I convert them to the Swift equivalent:

if let group = groupOrItem as? Group,
   let initiator = group.typeSyntax?.initiator?.literal.literalValue?.replacingOccurrences(of: "<OWSP>", with: "\\s*"),
   let terminator = group.typeSyntax?.terminator?.literal.literalValue?.replacingOccurrences(of: "<OWSP>", with: "\\s*")
{
    let captureString = "(.*?)"
    let regexString = initiator + captureString + terminator
    let regexPattern = "#" + regexString + "#"

Then regex pattern looks like this:

(lldb) po regexString
"\\s*{\\s*(.*?)\\s*}\\s*"

Question, how to apply it, how to cut off meaningful inner text?

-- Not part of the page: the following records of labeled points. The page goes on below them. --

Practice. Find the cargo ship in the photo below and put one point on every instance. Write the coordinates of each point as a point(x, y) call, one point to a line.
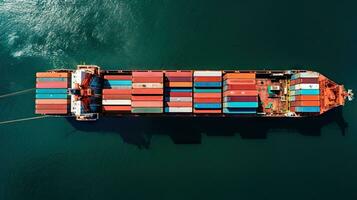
point(88, 93)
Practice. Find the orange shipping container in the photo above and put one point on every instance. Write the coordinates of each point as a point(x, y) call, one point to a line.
point(148, 74)
point(206, 111)
point(117, 108)
point(178, 84)
point(207, 95)
point(239, 75)
point(116, 91)
point(147, 79)
point(117, 77)
point(208, 79)
point(146, 104)
point(52, 75)
point(147, 98)
point(52, 101)
point(147, 91)
point(62, 84)
point(179, 104)
point(240, 93)
point(53, 112)
point(178, 74)
point(208, 100)
point(307, 98)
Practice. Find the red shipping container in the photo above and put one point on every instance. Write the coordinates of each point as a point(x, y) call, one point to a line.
point(148, 74)
point(179, 79)
point(51, 107)
point(53, 112)
point(117, 108)
point(207, 95)
point(52, 101)
point(116, 96)
point(179, 94)
point(116, 91)
point(62, 84)
point(178, 74)
point(243, 99)
point(208, 100)
point(147, 80)
point(240, 93)
point(117, 77)
point(179, 104)
point(208, 79)
point(241, 87)
point(147, 91)
point(147, 98)
point(146, 104)
point(240, 81)
point(206, 111)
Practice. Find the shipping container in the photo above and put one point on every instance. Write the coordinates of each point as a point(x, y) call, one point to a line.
point(52, 75)
point(147, 110)
point(52, 101)
point(240, 93)
point(239, 76)
point(62, 84)
point(147, 91)
point(51, 96)
point(117, 108)
point(52, 91)
point(147, 74)
point(240, 104)
point(310, 109)
point(178, 109)
point(147, 104)
point(116, 102)
point(207, 73)
point(116, 91)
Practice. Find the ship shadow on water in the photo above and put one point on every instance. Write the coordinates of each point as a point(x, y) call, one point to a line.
point(186, 130)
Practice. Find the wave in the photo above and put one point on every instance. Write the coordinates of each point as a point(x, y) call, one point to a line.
point(66, 29)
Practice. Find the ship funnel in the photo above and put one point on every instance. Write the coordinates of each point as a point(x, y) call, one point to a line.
point(350, 95)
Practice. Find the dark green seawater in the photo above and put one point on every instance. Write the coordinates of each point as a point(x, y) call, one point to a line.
point(58, 159)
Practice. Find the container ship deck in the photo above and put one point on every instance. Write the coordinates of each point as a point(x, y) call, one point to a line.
point(88, 92)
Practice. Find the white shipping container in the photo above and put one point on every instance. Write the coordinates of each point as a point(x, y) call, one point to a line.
point(180, 99)
point(207, 73)
point(307, 86)
point(147, 85)
point(179, 109)
point(117, 102)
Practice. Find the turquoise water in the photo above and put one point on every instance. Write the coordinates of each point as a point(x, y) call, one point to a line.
point(140, 158)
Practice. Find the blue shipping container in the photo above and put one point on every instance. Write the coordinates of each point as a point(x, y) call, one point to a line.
point(307, 109)
point(208, 84)
point(207, 90)
point(51, 91)
point(208, 105)
point(51, 96)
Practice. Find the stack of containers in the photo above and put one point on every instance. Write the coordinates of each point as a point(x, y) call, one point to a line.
point(240, 93)
point(51, 93)
point(117, 93)
point(147, 92)
point(305, 92)
point(178, 91)
point(207, 91)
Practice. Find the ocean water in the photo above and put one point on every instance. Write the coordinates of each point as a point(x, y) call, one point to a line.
point(56, 158)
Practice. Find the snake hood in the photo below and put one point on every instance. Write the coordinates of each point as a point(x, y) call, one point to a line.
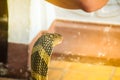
point(41, 53)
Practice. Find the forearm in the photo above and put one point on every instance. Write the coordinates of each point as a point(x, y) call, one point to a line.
point(86, 5)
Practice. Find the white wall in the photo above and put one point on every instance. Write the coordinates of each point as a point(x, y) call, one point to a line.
point(19, 22)
point(28, 17)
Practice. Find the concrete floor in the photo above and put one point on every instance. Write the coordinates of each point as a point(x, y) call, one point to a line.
point(62, 70)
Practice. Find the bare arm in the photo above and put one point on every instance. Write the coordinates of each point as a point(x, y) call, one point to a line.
point(86, 5)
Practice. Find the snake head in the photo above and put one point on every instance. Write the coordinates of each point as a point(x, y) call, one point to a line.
point(54, 37)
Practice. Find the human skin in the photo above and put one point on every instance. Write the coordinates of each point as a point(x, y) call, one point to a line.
point(86, 5)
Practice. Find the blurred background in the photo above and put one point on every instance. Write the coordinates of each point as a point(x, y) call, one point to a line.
point(90, 39)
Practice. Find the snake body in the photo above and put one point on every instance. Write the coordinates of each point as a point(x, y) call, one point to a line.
point(41, 53)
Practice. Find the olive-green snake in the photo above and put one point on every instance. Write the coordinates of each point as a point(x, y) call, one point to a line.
point(41, 53)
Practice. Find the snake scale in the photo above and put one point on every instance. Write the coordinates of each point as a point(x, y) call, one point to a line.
point(41, 53)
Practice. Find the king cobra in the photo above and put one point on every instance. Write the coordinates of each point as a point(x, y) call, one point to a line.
point(41, 54)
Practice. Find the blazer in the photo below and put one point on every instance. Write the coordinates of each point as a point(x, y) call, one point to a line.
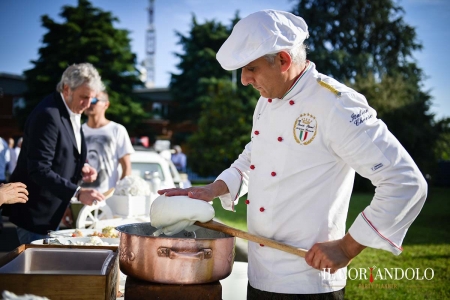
point(49, 164)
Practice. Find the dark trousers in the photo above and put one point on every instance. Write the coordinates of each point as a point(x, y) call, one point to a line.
point(255, 294)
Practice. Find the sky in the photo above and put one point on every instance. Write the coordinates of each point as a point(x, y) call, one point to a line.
point(21, 32)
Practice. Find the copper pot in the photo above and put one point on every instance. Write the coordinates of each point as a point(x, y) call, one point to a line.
point(185, 258)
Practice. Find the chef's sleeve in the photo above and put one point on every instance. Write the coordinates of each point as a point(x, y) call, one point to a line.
point(365, 143)
point(236, 179)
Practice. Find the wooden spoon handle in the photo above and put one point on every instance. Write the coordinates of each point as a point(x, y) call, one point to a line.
point(213, 225)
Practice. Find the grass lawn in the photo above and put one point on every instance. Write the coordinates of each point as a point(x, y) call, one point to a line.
point(427, 245)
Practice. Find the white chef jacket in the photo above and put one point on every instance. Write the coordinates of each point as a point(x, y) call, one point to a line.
point(299, 170)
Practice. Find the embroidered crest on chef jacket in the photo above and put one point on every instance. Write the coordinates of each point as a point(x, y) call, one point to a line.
point(305, 129)
point(329, 87)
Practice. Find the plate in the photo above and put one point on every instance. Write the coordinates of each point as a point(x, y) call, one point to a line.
point(69, 232)
point(80, 241)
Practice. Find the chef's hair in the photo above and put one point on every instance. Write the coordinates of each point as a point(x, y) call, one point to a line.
point(297, 53)
point(79, 74)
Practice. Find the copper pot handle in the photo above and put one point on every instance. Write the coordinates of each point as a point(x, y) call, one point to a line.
point(172, 254)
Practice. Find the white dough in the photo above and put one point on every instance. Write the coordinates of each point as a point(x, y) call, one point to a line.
point(174, 214)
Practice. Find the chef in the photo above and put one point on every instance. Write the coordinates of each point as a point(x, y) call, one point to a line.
point(310, 134)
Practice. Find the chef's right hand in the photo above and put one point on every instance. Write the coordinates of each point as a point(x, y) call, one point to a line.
point(206, 193)
point(90, 196)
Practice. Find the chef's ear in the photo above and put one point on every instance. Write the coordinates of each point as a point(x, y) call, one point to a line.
point(285, 60)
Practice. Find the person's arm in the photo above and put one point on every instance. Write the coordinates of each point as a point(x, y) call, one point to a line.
point(14, 192)
point(43, 138)
point(124, 150)
point(363, 142)
point(125, 162)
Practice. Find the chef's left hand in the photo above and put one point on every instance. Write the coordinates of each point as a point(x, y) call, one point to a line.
point(89, 173)
point(333, 254)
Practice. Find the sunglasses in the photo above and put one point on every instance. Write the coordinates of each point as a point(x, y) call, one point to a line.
point(96, 100)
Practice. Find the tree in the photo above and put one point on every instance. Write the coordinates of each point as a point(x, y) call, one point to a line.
point(357, 37)
point(197, 61)
point(368, 45)
point(86, 35)
point(207, 97)
point(224, 126)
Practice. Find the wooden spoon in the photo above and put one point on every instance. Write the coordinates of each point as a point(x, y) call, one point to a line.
point(213, 225)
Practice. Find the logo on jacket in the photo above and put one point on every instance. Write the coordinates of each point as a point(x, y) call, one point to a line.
point(305, 129)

I tried this,

 var childText = text.replacingOccurrences(of: regexPattern, with: "$1", options: .regularExpression).filter { !$0.isWhitespace }

but does not remove the initiator / terminator texts, like the { and } parts from here:

(lldb) po text
"{\n    \"DNAHeader\": {},\n    \"ItemsSaleable\": []\n}\n"

(lldb) po childText
"{\"DNAHeader\":{},\"ItemsSaleable\":[]}"
János
  • 32,867
  • 38
  • 193
  • 353
  • See https://www.advancedswift.com/regex-capture-groups/ and SO https://stackoverflow.com/questions/42789953/swift-3-how-do-i-extract-captured-groups-in-regular-expressions – Wiktor Stribiżew Feb 17 '23 at 12:23
  • Actually, the regex won't work since the `{}` after `"DNAHeader":` will make it stop there. Regex does not work with JSON. – Wiktor Stribiżew Feb 17 '23 at 12:28
  • You want `"\"DNAHeader\":{},\"ItemsSaleable\":[]"` instead of having real JSON `"{\n \"DNAHeader\": {},\n \"ItemsSaleable\": []\n}\n"`? Are you sure about that? I'm guessing you have more or less "TAG-JSON-TAG-JSON-TAG-JSON-TAG-JSON-TAG", in a stream way, where the beginning of the sring coulld be partial tag, or partial JSON, same for the end?, and you want to get all the intermediary JSON? – Larme Feb 17 '23 at 12:32
  • Please forget about json, this example is json, yes, but it should work for any arbitrary text, only the initiator and terminator pattern is fix. – János Feb 17 '23 at 12:35
  • @WiktorStribiżew, it stop working because the `?` in `(.*?)` set a non-gready flag? – János Feb 17 '23 at 12:37
  • But is it a "Stream", as I described it? I had done that a long time ago, for a MJPEG stream, which is more or less "PartialJSEG-JPEG-JPEG-JPEG-PartialJPEG", etc. I've seen https://gist.github.com/cybrox/96a487fad05def624c6fcbf57578cb65 which seems to do the job, where you could get inspiration to do so. – Larme Feb 17 '23 at 12:40
  • 2
    What worries me is not the start and end, but the removal of white space around the commas in between the key/value pairs of the dictionary. What if you have a JSON value that is a string which has a comma inside the string? At first glance, regex seems so appealing, but it really is not well suited for complex parsing tasks. I'd suggest using a proper parser, e.g. `JSONDecoder` or `JSONSerialization`, and then output the results however you want from there. Perhaps describe the broader challenge you are trying to solve, rather than focusing on regex. – Rob Feb 17 '23 at 12:43
  • Then it must be `let regexString = initiator + "((?:(?!(?:" + initiator + "|" + terminator + "))(?s:.))*)" + terminator`. And you will still need the capturing code. Note that the problem with nested subpatterns will still bug you. Regex won't help here unless you can be more specific with your pattern requirements. – Wiktor Stribiżew Feb 17 '23 at 12:44
  • Can you use `RegexBuilder` (available from iOS 16 and macOS 13)? It provides a more declarative type of regex and helps you manage these cases. – HunterLion Feb 17 '23 at 13:36
  • is this the same question as your previous one at: https://stackoverflow.com/questions/75470319/how-to-find-relevant-text-between-and-in-swift or an additional one? Or is it the same question you deleted, where the answer mentioned `replacingOccurrences`? – workingdog support Ukraine Feb 17 '23 at 14:04

2 Answers2

0

As said in comments, you currently have JSON (but you say to not focus on it, but...), which make the Regex construction quite hard.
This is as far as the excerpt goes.